Monday, October 6, 2014

Will No One Stand Up for the White Dudes?

One of the few childhood memories that I have managed to hang onto is this: an intense feeling of resentment that the date and time of my mom's wedding meant I wasn't able to watch Ren and Stimpy. Because why hold onto things like the last day I spent with my grandfather before he died--who needs that stuff, amirite? It's strange, though, because I don't really remember watching much of the show at any other point; for pretty much everything Nickelodeon ever put out, to be honest. It's probably that there wasn't much of an opportunity; in my corner of Canada in the early 1990s, the 500-channel universe was still a couple of years away from my house, and our satellite dish was one of those big backyard monsters that looked like what you'd use to beam greetings or dirty limericks to distant stars, and most of the channels ended up getting scrambled after a while anyway.

So I don't have any kind of nostalgia for Nickelodeon. But I know that's not the same for everyone in my age bracket. Recently, because James Nicoll wants to make us all suffer, I came across an interview with Matthew Klickstein, some guy I'd never heard of; at first I thought he was a former Nickelodeon star, but no, he's just the author of an "oral history" of Nickelodeon's golden age, because everything sounds more highbrow if you call it an oral history.

Some of it is pretty innocuous. But not all of it. Take this bit right here.

"[Nickelodeon series Sanjay and Craig] is awkward because there’s actually no reason for that character to be Indian — except for the fact that [Nickelodeon President] Cyma Zarghami and the women who run Nickelodeon now are very obsessed with diversity."


Or this!

"Some of these other shows — My Brother and Me, Diego, and Legend of Korra — it’s great that they’re bringing diversity into it now. Fantastic. But you know those shows are not nearly as good as Ren and Stimpy, which was made by all white people!"


Or how about this?

"That's true, that's fine, but why can't [a hypothetical Indian kid in the audience] relate to a white guy too? I was talking with the guy who wrote for DC, and he made a really good point: Why does someone who’s making something about a black person need to be black? Why does someone making a show about an Indian person need to be Indian? Why does someone making a show about women need to be a woman? If you’re making something about an alien, you don’t need to be an alien to do it. That’s ultimately what it comes down to: They will connect with the character no matter what."

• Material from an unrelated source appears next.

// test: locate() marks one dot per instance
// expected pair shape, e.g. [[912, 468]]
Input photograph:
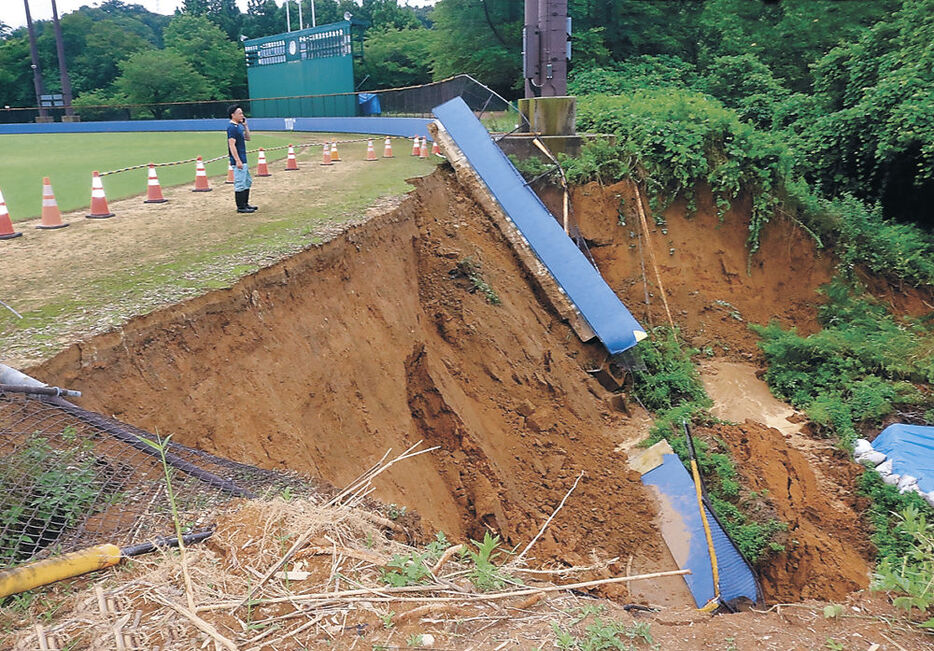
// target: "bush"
[[855, 371]]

First off, and I can't believe this guy is dense enough to require me saying this, but here goes: you do not need to be an alien in order to make something about aliens because, to the degree that we have thus far been able to measure, THERE ARE NO ALIENS. There are no Zeta Reticulans who have had their culture appropriated into Halloween costumes, no green people from Antares who have been the butt of joke after racist joke. Aliens are blank slates of a sort that DO NOT EXIST in reality. Aliens do not have to come with baggage, and in that, they can be liberating. When you're dealing with actual peoples that actually exist, it behooves you to not fuck things up, buddy.

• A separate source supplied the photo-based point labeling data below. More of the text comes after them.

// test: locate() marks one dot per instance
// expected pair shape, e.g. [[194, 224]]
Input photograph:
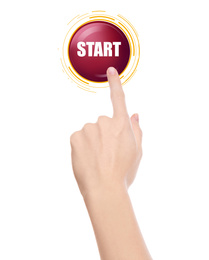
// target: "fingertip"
[[111, 71], [135, 117]]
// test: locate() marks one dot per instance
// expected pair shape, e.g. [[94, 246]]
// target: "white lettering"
[[82, 51]]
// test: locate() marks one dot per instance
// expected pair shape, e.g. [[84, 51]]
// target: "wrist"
[[105, 193]]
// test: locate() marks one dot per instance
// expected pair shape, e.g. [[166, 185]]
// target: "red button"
[[96, 46]]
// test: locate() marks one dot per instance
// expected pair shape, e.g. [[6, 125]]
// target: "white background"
[[42, 214]]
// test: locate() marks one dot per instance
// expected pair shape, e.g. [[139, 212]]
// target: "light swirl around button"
[[95, 42]]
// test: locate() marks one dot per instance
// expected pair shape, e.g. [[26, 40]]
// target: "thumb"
[[136, 129]]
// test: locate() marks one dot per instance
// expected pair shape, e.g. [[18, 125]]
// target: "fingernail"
[[111, 71], [136, 117]]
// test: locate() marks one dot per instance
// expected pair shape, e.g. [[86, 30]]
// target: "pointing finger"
[[116, 92]]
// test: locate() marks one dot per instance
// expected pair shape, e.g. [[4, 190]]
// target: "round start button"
[[95, 46]]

Maybe the reason you don't understand why an Indian kid shouldn't have to relate to a white guy is connected to the fact that, as a white guy yourself, somewhere between A BUTTLOAD and DAMN NEAR ALL of the characters presented on TV have historically been, you guessed it, white guys! You ask why a character has to be Indian--did you ever stop to ask yourself why this other character over here has to be white? Or a guy?

The other day, on the last day of Can-Con in Ottawa, I watched the premier episode of Kagagi. It's a new superhero cartoon series airing on APTN, that stars a First Nations teenager, is built around Native mythology, and was broadcast in 20% Algonquin. You know what? It was rad. You know what's more rad, though? That First Nations kids, kids who have to deal with a historical legacy of being shat on and marginalized and dodging genocide that goes back centuries, have someone to identify with who is like them. Who knows what they're going through. Who understands.

Which is more than I can expect from this chump.

But he does provide another data point to shore up my hypothesis that anyone who throws the phrase "political correctness" about as a criticism is most likely an asshole.

(Yes, I know that I am, in fact, a white dude as well. I am often--nah, make that eternally--mortified by the actions of many of those to whom I am phenotypically similar.)